O Castelo, ou Casa dos Capitães, correspondente à antiga Alcáçova, recentemente recuperado, era o centro de toda a vida urbana e principal imóvel da cidade. A Igreja Matriz resulta da adaptação da antiga Mesquita a templo cristão.
Verga manuelina no Castelo de Azamor
Azamor esteve sob influência portuguesa durante 56 anos, 27 dos quais na condição de cidade vassala (1486-1513) e 29 sob ocupação directa (1513-1542). No período da vassalagem a actividade comercial na cidade foi intensa, mantendo-se activa uma feitoria que constituía um entreposto de produtos com origem tão longínqua como o extremo oriente, de onde portugueses e italianos traziam especiarias e tecidos, e cuja presença ainda hoje se encontra, por exemplo nos famosos bordados de Azamor, de motivos figurativos. Após a conquista em 1513, Azamor é um importante centro de venda de escravos, sobretudo de populações arrebanhadas nos campos circundantes, como atestam muitos dos autos de fé realizados em Portugal pelo Santo Ofício contra mouriscos originários da região, ou como ilustra a própria história do lendário Estêvão de Azamor, considerado o primeiro africano na América do Norte.

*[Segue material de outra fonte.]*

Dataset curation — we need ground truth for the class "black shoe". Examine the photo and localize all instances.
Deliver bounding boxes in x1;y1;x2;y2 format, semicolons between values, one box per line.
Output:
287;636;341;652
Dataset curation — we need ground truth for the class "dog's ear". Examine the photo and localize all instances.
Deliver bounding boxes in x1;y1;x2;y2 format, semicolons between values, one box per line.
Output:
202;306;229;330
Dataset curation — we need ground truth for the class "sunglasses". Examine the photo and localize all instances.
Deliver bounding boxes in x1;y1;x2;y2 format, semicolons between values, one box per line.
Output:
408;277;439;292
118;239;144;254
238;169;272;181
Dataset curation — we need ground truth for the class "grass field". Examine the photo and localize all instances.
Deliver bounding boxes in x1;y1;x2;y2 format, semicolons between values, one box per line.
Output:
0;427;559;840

De acordo com David Lopes, a vida em Azamor nunca foi fácil e a Duquela, supostamente uma fonte de trigo para Portugal acabou por constituir um encargo para o país, que a abastecia de trigo comprado na Andaluzia. Para este facto muito contribuíram as razias que o Rei de Fez fazia nos arredores da cidade, nas zonas tradicionalmente ricas em cereais, como Tite e Almedina, que se tornaram praticamente estéreis. (LOPES, [1937] 1989, p. 61)
A Porta da Vila
Vários testemunhos descrevem a situação difícil que se vivia na Azamor portuguesa, como este do físico mestre Rodrigo em 1527:
“Posso bem certificar a V. A. que a pobreza e a necessidade dos moradores desta cidade é tanta que não crerão senão que o vi e que se não fosse a caça do monte, com que se reparam, assim para comer dela, como para vender e comprar disto o pão e o vinho e o pescado e todas as outras despesas da casa, que já muitos deles se foram por este mundo de desesperados; e a causa disto é V. A. não lhes acudir com a paga dos seus tempos devidos, e assim por haver três anos que uns judeus rendeiros desta cidade, por uma condição que tinham no seu arrendamento, roubavam aos moradores em tanta maneira que o que valia mil reais vendiam por três mil”. (LOPES, [1937] 1989, p. 67)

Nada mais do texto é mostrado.